Studies on using data-driven decision support systems to improve personalized medicine processes

Cameron, Kellas Ross 30 June 2018 (has links)
This dissertation looks at how new sources of information should be incorporated into medical decision-making processes to improve patient outcomes and reduce costs. There are three fundamental challenges that must be overcome to effectively use personalized medicine, we need to understand: 1) how best to appropriately designate which patients will receive the greatest value from these processes; 2) how physicians and caregivers interpret additional patient-specific information and how that affects their decision-making processes; and finally, (3) how to account for a patient’s ability to engage in their own healthcare decisions.
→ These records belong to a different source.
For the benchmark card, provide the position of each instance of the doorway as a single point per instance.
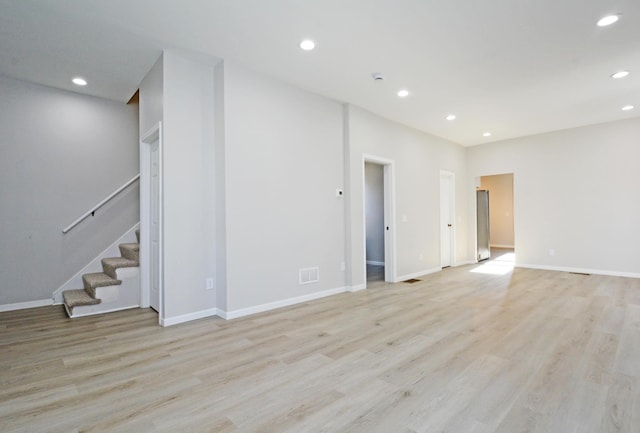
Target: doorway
(500, 214)
(378, 219)
(374, 220)
(447, 218)
(151, 244)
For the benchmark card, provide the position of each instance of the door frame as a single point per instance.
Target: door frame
(452, 215)
(155, 133)
(389, 217)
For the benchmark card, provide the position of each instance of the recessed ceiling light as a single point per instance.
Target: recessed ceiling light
(608, 20)
(620, 74)
(307, 45)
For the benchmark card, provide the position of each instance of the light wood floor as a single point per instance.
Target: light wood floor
(459, 352)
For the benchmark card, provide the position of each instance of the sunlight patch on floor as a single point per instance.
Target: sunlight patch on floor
(500, 266)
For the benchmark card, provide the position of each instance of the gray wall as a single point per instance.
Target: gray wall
(374, 209)
(61, 153)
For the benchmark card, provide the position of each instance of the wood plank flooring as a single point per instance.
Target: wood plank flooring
(458, 352)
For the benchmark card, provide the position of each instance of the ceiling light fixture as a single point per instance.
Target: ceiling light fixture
(307, 45)
(608, 20)
(620, 74)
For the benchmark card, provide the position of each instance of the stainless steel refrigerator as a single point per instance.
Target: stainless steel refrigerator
(482, 208)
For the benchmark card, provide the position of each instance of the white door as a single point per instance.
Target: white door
(154, 235)
(446, 219)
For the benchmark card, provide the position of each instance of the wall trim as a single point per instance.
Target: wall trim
(580, 270)
(26, 305)
(170, 321)
(402, 278)
(228, 315)
(357, 288)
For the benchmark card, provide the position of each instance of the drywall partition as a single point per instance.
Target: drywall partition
(374, 213)
(189, 188)
(284, 162)
(575, 194)
(220, 190)
(151, 97)
(418, 159)
(61, 153)
(500, 189)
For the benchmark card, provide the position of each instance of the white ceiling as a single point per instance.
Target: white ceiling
(512, 67)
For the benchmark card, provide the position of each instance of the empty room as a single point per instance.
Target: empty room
(359, 216)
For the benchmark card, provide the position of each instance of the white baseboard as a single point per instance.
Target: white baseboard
(169, 321)
(228, 315)
(402, 278)
(25, 305)
(580, 270)
(357, 288)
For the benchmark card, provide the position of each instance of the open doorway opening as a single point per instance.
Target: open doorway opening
(379, 252)
(374, 220)
(496, 232)
(447, 218)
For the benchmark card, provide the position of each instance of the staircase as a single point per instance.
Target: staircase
(116, 288)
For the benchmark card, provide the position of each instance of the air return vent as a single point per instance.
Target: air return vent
(309, 275)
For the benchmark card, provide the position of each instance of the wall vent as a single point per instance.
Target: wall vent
(309, 275)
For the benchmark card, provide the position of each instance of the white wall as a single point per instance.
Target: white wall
(152, 97)
(374, 211)
(576, 192)
(189, 188)
(61, 153)
(500, 189)
(283, 163)
(418, 159)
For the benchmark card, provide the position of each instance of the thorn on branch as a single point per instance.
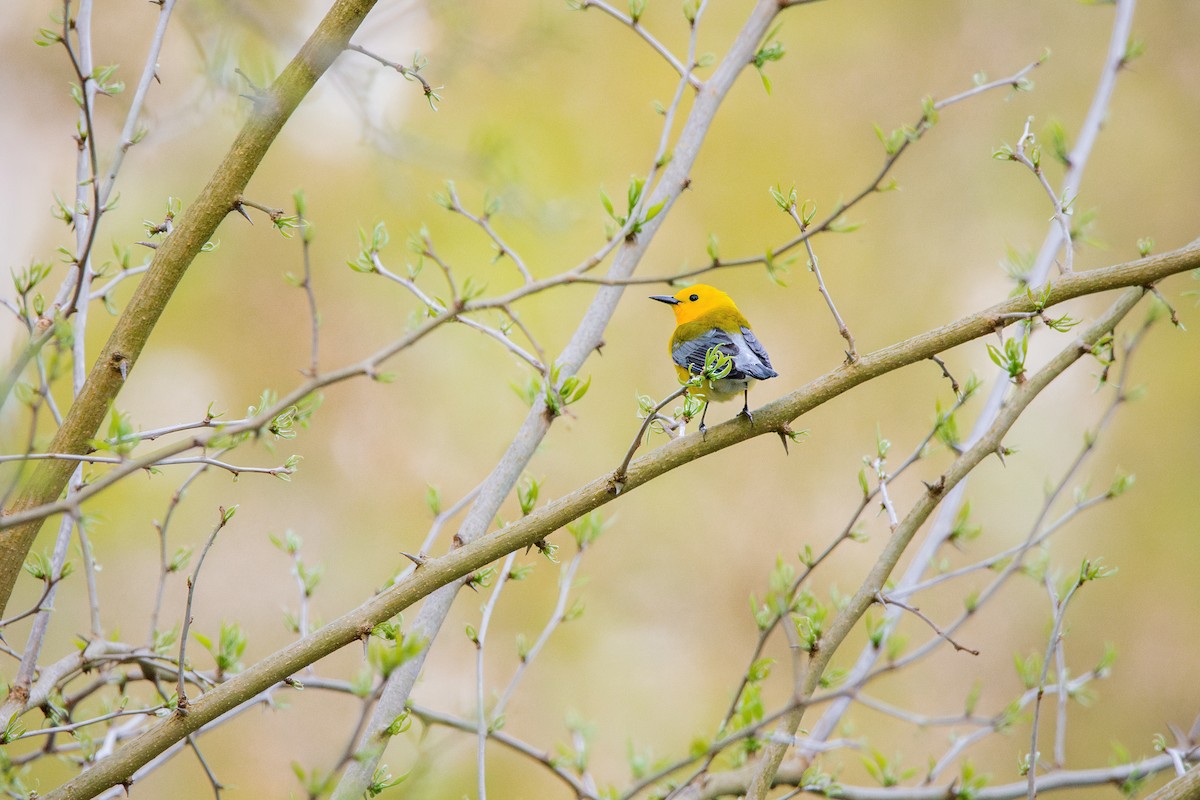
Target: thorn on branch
(883, 600)
(946, 373)
(420, 559)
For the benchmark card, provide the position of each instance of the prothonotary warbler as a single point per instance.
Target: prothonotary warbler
(707, 318)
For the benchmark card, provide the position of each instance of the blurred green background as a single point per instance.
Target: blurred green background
(543, 108)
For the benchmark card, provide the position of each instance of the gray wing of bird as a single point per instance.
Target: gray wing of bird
(749, 358)
(754, 346)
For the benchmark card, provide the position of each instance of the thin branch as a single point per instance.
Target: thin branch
(181, 690)
(471, 555)
(912, 609)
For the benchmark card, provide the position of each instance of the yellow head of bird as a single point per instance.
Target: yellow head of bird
(697, 301)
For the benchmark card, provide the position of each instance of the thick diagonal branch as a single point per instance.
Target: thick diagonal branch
(171, 260)
(541, 523)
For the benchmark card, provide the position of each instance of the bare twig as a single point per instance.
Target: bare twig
(225, 515)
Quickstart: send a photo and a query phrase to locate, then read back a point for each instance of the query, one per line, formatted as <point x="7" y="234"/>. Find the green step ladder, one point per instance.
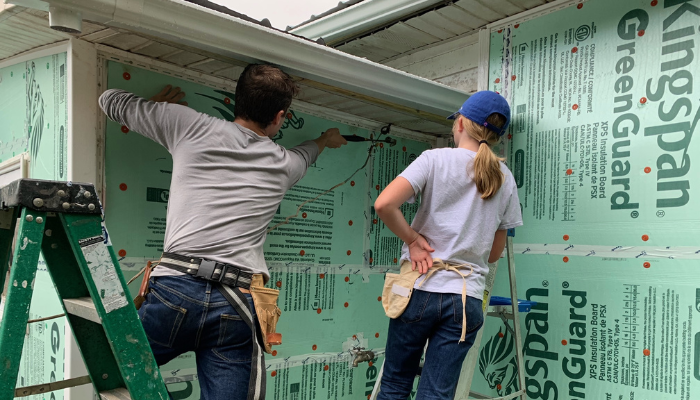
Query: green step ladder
<point x="63" y="220"/>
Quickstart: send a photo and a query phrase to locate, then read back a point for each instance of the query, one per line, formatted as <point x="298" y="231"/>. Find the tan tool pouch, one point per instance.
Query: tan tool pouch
<point x="397" y="290"/>
<point x="144" y="289"/>
<point x="265" y="302"/>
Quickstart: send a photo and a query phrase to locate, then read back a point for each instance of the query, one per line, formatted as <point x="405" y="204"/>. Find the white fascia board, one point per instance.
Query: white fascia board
<point x="360" y="17"/>
<point x="198" y="27"/>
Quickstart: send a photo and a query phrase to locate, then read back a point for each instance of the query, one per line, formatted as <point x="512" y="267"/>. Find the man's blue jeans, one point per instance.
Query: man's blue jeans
<point x="182" y="314"/>
<point x="437" y="319"/>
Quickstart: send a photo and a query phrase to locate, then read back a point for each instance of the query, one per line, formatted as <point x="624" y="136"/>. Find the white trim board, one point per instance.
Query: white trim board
<point x="112" y="54"/>
<point x="42" y="51"/>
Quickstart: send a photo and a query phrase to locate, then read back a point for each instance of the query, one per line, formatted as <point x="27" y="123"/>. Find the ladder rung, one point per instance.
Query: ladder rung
<point x="50" y="387"/>
<point x="116" y="394"/>
<point x="82" y="307"/>
<point x="511" y="396"/>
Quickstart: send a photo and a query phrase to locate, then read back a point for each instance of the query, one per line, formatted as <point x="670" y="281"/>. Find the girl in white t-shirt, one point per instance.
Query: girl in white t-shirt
<point x="468" y="201"/>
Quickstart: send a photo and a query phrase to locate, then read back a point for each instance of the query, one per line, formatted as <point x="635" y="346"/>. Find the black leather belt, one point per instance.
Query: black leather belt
<point x="225" y="274"/>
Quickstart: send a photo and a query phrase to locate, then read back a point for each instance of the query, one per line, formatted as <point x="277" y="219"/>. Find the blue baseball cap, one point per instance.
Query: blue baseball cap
<point x="481" y="105"/>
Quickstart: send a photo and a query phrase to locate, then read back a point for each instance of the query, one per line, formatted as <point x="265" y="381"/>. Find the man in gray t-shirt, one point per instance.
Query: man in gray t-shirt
<point x="228" y="181"/>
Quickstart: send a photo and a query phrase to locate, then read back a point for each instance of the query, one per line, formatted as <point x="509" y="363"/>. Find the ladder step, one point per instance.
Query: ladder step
<point x="82" y="307"/>
<point x="50" y="387"/>
<point x="115" y="394"/>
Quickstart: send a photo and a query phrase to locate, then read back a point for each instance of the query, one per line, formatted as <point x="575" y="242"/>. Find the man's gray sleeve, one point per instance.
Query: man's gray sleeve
<point x="302" y="156"/>
<point x="163" y="123"/>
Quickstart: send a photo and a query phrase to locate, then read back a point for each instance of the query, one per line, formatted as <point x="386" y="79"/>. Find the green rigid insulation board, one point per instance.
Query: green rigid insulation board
<point x="605" y="103"/>
<point x="328" y="263"/>
<point x="33" y="111"/>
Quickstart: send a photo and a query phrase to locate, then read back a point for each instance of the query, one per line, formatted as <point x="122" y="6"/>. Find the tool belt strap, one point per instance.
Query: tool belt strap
<point x="225" y="274"/>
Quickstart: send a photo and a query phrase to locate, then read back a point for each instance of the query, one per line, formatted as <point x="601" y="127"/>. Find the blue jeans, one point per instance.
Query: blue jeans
<point x="437" y="319"/>
<point x="182" y="314"/>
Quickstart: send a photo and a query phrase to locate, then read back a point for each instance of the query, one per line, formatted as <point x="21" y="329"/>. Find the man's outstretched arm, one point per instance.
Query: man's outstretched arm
<point x="160" y="119"/>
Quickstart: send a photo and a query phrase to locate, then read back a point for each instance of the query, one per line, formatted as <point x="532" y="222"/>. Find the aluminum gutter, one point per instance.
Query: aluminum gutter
<point x="360" y="17"/>
<point x="190" y="25"/>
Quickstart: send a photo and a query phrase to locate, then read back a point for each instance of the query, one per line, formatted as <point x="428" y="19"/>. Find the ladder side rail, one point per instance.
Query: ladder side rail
<point x="19" y="297"/>
<point x="70" y="283"/>
<point x="110" y="294"/>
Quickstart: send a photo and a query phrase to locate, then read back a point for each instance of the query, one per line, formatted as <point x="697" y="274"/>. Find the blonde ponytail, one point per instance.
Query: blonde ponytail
<point x="487" y="169"/>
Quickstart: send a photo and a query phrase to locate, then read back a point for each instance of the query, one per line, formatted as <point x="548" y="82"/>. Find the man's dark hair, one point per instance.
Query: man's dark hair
<point x="262" y="91"/>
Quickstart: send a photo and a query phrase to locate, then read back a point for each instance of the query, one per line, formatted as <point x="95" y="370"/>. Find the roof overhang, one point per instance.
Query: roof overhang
<point x="193" y="26"/>
<point x="360" y="17"/>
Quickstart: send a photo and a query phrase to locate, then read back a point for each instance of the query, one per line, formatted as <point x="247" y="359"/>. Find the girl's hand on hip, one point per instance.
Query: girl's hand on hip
<point x="420" y="251"/>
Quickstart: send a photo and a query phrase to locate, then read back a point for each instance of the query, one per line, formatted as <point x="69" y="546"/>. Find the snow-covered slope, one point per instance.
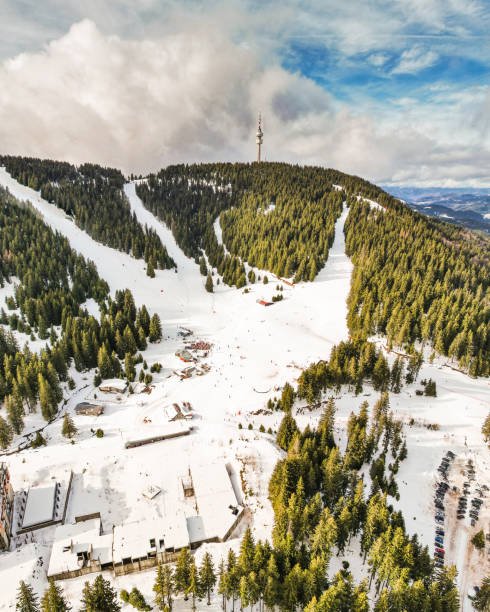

The first study looks at how we can infer which patients will receive the most value from genomic testing. The difficult statistical problem is how to separate the distribution of patients, based on ex-ante factors, to identify the best candidates for personalized testing. A model was constructed to infer a healthcare provider’s decision on whether this test would provide beneficial information in selecting a patient’s medication. Model analysis shows that healthcare providers’ primary focus is to maximize patient health outcomes while considering the impact the patient’s economic welfare. The second study focuses on understanding how technology-enabled continuity of care (TECC) for Chronic Obstructive Pulmonary Disease (COPD) and Congestive Heart Failure (CHF) patients can be utilized to improve patient engagement, measured in terms of patient activation. We shed light on the fact that different types of patients garnered different levels of value from the use of TECC. The third study looks at how data-driven decision support systems can allow physicians to more accurately understand which patients are at high-risk of readmission. We look at how we can use available patient-specific information for patients admitted with CHF to more accurately identify which patients are most likely to be readmitted, and also why – whether for condition-related reasons versus for non- related reasons, allowing physicians to suggest different patient-specific readmission prevention strategies. Taken together, these three studies allow us to build a robust theory to tackle these challenges, both operational and policy-related, that need to be addressed for physicians to take advantage of the growing availability of patient-specific information to improve personalized medication processes.